DeutscheBack’s enzymes improve the flavour of baked goods
DeutscheBack’s TopBake Fresh and Taste, a new type of enzyme solution that for the first time permits the targeted enzymatic flavour improvement of baked goods.
This multifunctional compound combines flavour improvement, extended fresh keeping, and the option of reducing emulsifiers and sugar. These properties make TopBake Fresh and Taste a solution that fundamentally changes and optimises the central processes in the production of baked goods.
TopBake Fresh and Taste combines three specific solutions in a single compound designed to address these requirements. In addition to
enzymatic flavour improvement, it extends shelf life and fresh keeping through better crumb softness and elasticity. It also enables the reduction of emulsifiers and sugar in recipes, which cuts raw materials costs.
In modern baked-goods production, especially of products like sandwich bread, hamburger buns and baguettes, preservatives like propionate often cause un-desirable off-tastes or bitterness. Typically this has been compensated for through the use of flavourings. With TopBake Fresh and Taste, DeutscheBack now offers the first enzymatic solution that amplifies the natural bread taste and
eliminates undesirable off-tastes. The result is a full, balanced bread flavour without negative interactions with other enzymes or ingredients.
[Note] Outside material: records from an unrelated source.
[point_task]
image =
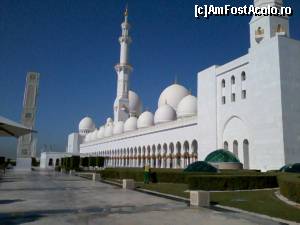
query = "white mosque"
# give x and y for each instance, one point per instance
(248, 106)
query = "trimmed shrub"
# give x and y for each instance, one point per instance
(84, 162)
(290, 186)
(2, 160)
(74, 162)
(92, 161)
(100, 161)
(156, 175)
(231, 182)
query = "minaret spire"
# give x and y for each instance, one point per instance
(123, 69)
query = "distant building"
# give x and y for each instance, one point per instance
(248, 106)
(27, 143)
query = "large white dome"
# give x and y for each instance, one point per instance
(118, 127)
(187, 106)
(108, 130)
(146, 119)
(164, 113)
(130, 124)
(135, 103)
(100, 133)
(86, 125)
(172, 95)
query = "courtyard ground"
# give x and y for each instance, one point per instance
(55, 198)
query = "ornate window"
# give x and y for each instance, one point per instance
(243, 76)
(232, 80)
(223, 84)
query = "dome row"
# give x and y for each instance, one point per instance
(165, 113)
(174, 102)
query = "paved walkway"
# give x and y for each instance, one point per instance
(53, 198)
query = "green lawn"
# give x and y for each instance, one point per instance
(263, 202)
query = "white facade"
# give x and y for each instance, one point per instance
(248, 106)
(49, 160)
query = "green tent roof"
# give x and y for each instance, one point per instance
(221, 155)
(200, 166)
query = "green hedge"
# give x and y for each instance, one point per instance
(92, 161)
(157, 175)
(100, 161)
(84, 162)
(2, 160)
(231, 182)
(290, 186)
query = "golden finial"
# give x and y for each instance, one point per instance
(126, 10)
(175, 79)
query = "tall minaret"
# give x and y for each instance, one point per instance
(263, 28)
(123, 69)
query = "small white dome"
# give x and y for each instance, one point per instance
(94, 135)
(146, 119)
(172, 95)
(135, 103)
(118, 127)
(100, 133)
(86, 125)
(108, 130)
(165, 113)
(109, 120)
(130, 124)
(187, 106)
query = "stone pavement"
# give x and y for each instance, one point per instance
(54, 198)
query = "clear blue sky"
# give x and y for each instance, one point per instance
(74, 45)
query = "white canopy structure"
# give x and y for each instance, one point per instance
(11, 128)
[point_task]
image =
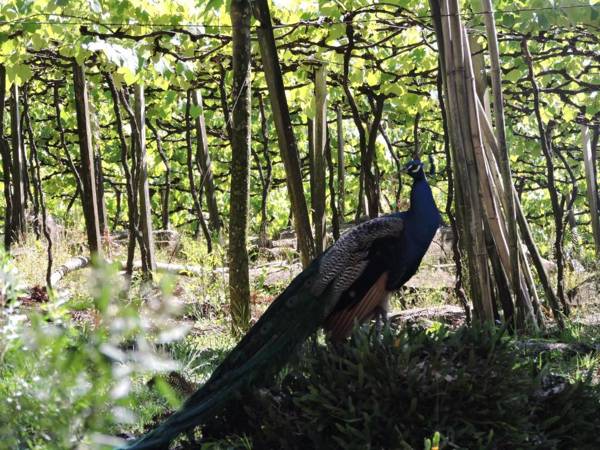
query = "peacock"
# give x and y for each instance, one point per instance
(348, 284)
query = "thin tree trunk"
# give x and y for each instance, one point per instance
(371, 182)
(147, 250)
(90, 202)
(166, 192)
(341, 169)
(190, 169)
(18, 169)
(239, 277)
(28, 129)
(552, 188)
(468, 201)
(592, 187)
(129, 181)
(203, 159)
(37, 180)
(504, 158)
(362, 138)
(457, 232)
(320, 139)
(102, 213)
(287, 141)
(335, 215)
(266, 174)
(6, 164)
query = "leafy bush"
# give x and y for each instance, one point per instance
(397, 390)
(61, 384)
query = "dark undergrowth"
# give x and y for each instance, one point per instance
(396, 390)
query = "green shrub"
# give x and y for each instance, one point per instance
(397, 390)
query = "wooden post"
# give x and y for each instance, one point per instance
(452, 59)
(147, 250)
(18, 168)
(319, 158)
(6, 164)
(203, 160)
(592, 186)
(90, 203)
(341, 163)
(504, 159)
(102, 213)
(285, 135)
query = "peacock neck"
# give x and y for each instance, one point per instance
(422, 204)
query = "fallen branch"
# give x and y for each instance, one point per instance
(73, 264)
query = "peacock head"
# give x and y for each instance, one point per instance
(415, 169)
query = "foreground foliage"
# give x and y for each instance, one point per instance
(399, 389)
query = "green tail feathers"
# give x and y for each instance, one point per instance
(288, 322)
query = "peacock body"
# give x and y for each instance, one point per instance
(349, 283)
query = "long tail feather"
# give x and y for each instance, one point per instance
(288, 322)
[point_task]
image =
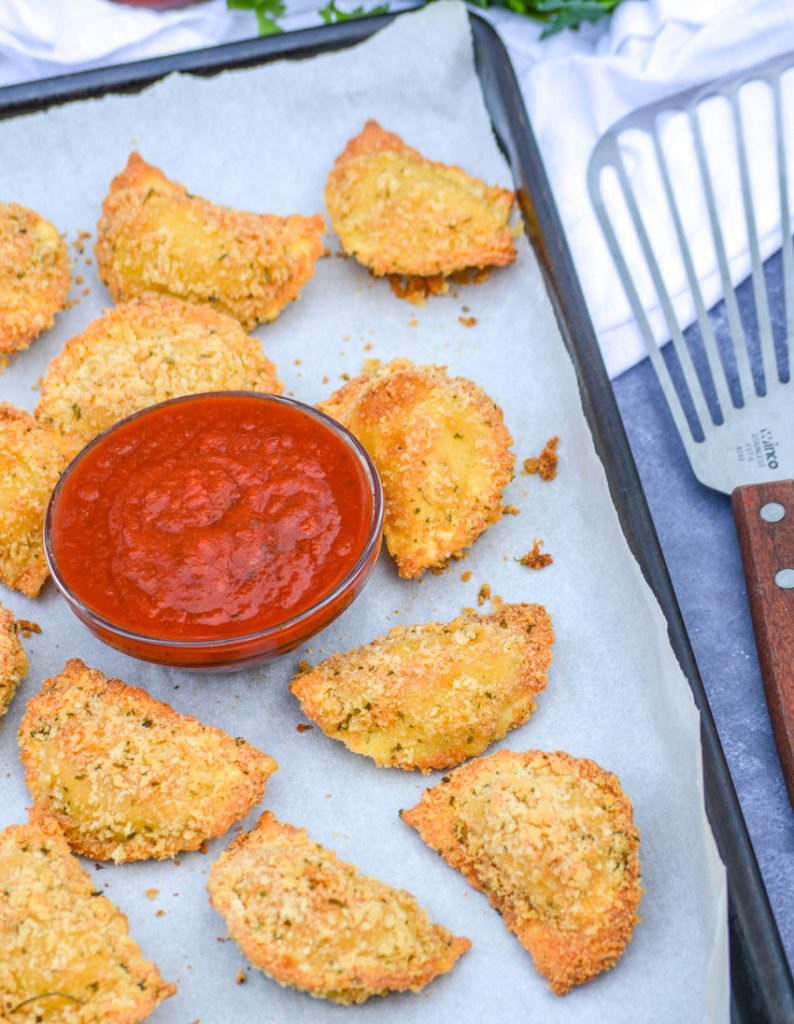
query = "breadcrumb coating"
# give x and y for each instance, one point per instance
(67, 953)
(399, 213)
(125, 776)
(155, 238)
(13, 663)
(143, 352)
(550, 840)
(34, 275)
(32, 459)
(443, 453)
(429, 696)
(314, 923)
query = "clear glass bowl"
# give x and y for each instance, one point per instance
(230, 652)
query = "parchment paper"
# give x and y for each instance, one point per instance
(264, 139)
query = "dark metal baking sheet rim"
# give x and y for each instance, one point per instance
(762, 989)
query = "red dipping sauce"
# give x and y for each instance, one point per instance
(219, 528)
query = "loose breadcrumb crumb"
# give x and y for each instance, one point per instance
(535, 559)
(546, 463)
(26, 628)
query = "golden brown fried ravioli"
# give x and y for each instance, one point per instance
(13, 664)
(32, 459)
(550, 840)
(399, 213)
(143, 352)
(67, 953)
(311, 922)
(429, 696)
(125, 776)
(442, 450)
(155, 238)
(34, 275)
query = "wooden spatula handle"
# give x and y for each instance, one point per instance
(764, 518)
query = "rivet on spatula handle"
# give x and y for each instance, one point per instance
(764, 518)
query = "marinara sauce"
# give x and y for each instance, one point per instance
(213, 516)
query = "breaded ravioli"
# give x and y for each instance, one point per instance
(32, 459)
(399, 213)
(13, 663)
(550, 840)
(125, 776)
(429, 696)
(155, 238)
(34, 275)
(143, 352)
(443, 453)
(314, 923)
(67, 953)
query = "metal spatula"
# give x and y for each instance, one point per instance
(720, 157)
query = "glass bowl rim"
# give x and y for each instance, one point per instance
(373, 538)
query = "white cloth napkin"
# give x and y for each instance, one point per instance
(575, 86)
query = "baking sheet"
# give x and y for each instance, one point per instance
(264, 139)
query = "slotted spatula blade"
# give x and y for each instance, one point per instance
(684, 190)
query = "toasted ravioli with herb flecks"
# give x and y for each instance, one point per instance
(13, 663)
(155, 238)
(443, 453)
(34, 275)
(399, 213)
(311, 922)
(32, 459)
(67, 953)
(143, 352)
(550, 840)
(125, 776)
(429, 696)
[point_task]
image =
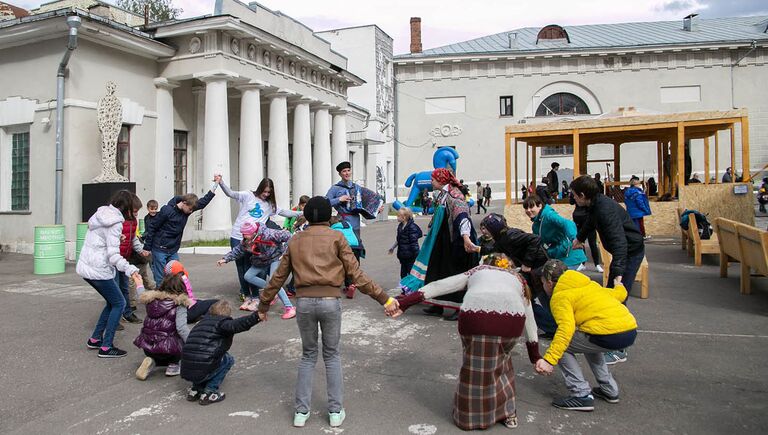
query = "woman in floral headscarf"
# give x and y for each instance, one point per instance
(449, 246)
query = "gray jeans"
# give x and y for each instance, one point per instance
(325, 312)
(574, 378)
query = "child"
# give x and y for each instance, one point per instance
(320, 259)
(205, 361)
(407, 243)
(165, 327)
(196, 308)
(289, 222)
(265, 246)
(591, 320)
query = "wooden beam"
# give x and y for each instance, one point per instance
(745, 148)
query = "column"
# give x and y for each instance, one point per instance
(217, 215)
(339, 150)
(321, 157)
(302, 149)
(164, 187)
(277, 159)
(251, 160)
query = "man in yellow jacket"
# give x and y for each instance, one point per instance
(591, 320)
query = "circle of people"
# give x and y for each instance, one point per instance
(502, 285)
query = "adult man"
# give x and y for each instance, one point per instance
(620, 236)
(163, 236)
(553, 182)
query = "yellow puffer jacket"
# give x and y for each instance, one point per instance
(578, 302)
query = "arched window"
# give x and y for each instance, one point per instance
(562, 103)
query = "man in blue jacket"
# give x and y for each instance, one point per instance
(163, 236)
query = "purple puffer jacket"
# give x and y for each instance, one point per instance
(159, 335)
This solution is suitable for virtually all yeast-raised recipes, and lets bakeries significantly improve the way their products taste, without using flavourings or malts.
TopBake Fresh and Taste is ideal for many different applications, including sandwich bread, hamburger and hotdog buns, and cookies and cakes. The targeted combination of flavour improvement and fresh keeping helps the baking industry meet increasingly demanding market requirements without changing existing processes.
Roman Gradert, head of research & development at DeutscheBack, explains: “With TopBake Fresh and Taste we have developed a solution that for the first time combines flavour improvement and freshness preservation on an enzymatic basis. This compound gives the baking industry the ability to not just make better products, but also work more economically.”
This enzyme solution can be used flexibly and adapted to various recipes and local market requirements. The optimum dosage can be determined in consultation with the expert team at the Stern-Technology Center in Ahrensburg, Germany.